HARNAS.ID – Pernyataan Staf Khusus Menteri BUMN Arya Sinulingga yang menanggapi kritik pedas dari Komisaris Utama Pertamina Basuki Tjahaja Purnama (Ahok) dinilai tidak tepat, termasuk klaimnya, menuntaskan kasus-kasus besar seperti mega korupsi Jiwasraya dan Asabri.
Aktivis HAM yang juga praktisi hukum Haris Azhar berpendapat, Arya hanya melempar narasi yang bermain dalam kata-kata saja dan sebatas klaim. Faktanya, tidak ada bukti yang pasti bahwa kasus-kasus seperti Jiwasraya dan Asabri telah tuntas.
“Mana dokumen terkonsolidasi yang memotret semua penyelesaian itu? Gak ada. Apa buktinya? Itu masih ada penundaan bayar kepada nasabah. Saya pikir itu banyak komplain dari pihak ketiga (korban),” kata Haris di Jakarta, Selasa (30/11/2021).
Ahok sebelumnya menyebut banyak kontrak-kontrak yang justru merugikan BUMN, termasuk Pertamina. Menanggapi itu, Arya mengatakan bahwa Ahok sebagai Komisaris Utama tidak boleh merasa sebagai Direktur Utama.
Dia juga menyebut, mantan Gubernur DKI Jakarta itu tidak mengikuti perkembangan BUMN. Bahkan, Arya mengklaim bahwa pihaknya sudah menangani banyak kasus. Sebagai bukti, dia menyebut kasus Jiwasraya dan Asabri telah dilaporkan, sampai pelakunya dipenjara seumur hidup dan belum pernah terjadi dalam sejarah.

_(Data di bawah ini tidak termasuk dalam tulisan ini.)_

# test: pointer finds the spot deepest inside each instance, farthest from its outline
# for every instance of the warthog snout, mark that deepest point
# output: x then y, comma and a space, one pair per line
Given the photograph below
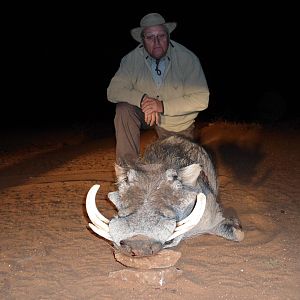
140, 245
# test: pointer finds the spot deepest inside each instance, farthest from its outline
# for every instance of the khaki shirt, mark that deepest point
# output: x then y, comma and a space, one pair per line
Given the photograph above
184, 90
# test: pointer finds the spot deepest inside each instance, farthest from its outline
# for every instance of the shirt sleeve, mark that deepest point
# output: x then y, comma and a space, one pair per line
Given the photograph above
121, 88
195, 96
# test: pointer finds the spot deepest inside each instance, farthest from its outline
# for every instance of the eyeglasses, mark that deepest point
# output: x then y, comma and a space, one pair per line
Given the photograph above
151, 37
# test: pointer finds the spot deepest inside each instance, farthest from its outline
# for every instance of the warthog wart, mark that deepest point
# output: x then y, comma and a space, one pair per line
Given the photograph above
163, 197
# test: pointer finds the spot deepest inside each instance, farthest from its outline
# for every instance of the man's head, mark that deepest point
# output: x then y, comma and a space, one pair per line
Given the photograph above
154, 33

Namun, faktanya kasus Jiwasraya ini menimbulkan sengkarut yang tak berujung. Banyak pihak ketiga menjadi korban karena kehilangan haknya. Itu pun belum termasuk efek pada perusahaan-perusahaan lain yang terhubung dengan pelaku dalam kasus-kasus tersebut, yang sebenarnya tidak ada kaitannya secara hukum.
Terkait klaim kasus Jiwasraya dan Asabri itu, Haris mengatakan, Arya terlihat tidak mengerti filosofi sebenarnya dari penegakkan hukum dan pernyataan tersebut melukai para korban dari pihak ketiga.
“Arya Sinulingga tidak mengerti filosofi penegakkan hukum, jadi dia cuma cari efek kekejamannya saja,” ujar Haris.
“Saya mau bilang itu gaya-gaya politikus, bukan pejabat negara. Gaya politikus yang mengklaim keberhasilan, menurut saya ini tidak arif dan menyakiti para korban yang menabung di Jiwasraya dan Asabri. Pada kenyataannya pihak ketiga kesulitan menikmati tabungan mereka,” ujar Haris menambahkan.
Menurut Haris, sudah banyak kerugian dialami pihak ketiga yang berurusan dengan BUMN. Dari kasus Jiwasraya dan Asabri, pemerintah dinilainya hanya sebatas ingin menegakkan hukum, tetapi tidak melihat efek panjangnya kepada para korban.
“Ada banyak pihak ketiga yang kehilangan haknya gara-gara pemerintah sekadar mau menegakkan hukum, tapi tidak ada perlindungan terhadap pihak ketiga,” kata Haris.
Terkait kritik yang dilontarkan Ahok, Haris melihatnya tidak terkait dengan status komisaris maupun direktur utama. Dia berpendapat, pernyataan Ahok sebenarnya sudah tepat.
“Kritik Ahok dalam situasi ini, menurut saya bukan soal jabatan komisaris maupun dirut. Kalau Dirut Pertamina terjebak dan terkunci oleh Menteri BUMN, saya pikir itu tugasnya komisaris. Sudah benar apa yang Ahok bicarakan,” ujarnya.
Haris melihat pemerintah dengan gayanya yang sulit menerima masukan atau fakta-fakta yang ada di lapangan, akan terus menimbulkan gelombang kritik.
“Gaya rezim ini, cepat atau lambat akan memunculkan protes dan kritik dari banyak pihak, termasuk dari dalam lingkungan pemerintahan sendiri,” tutur Haris.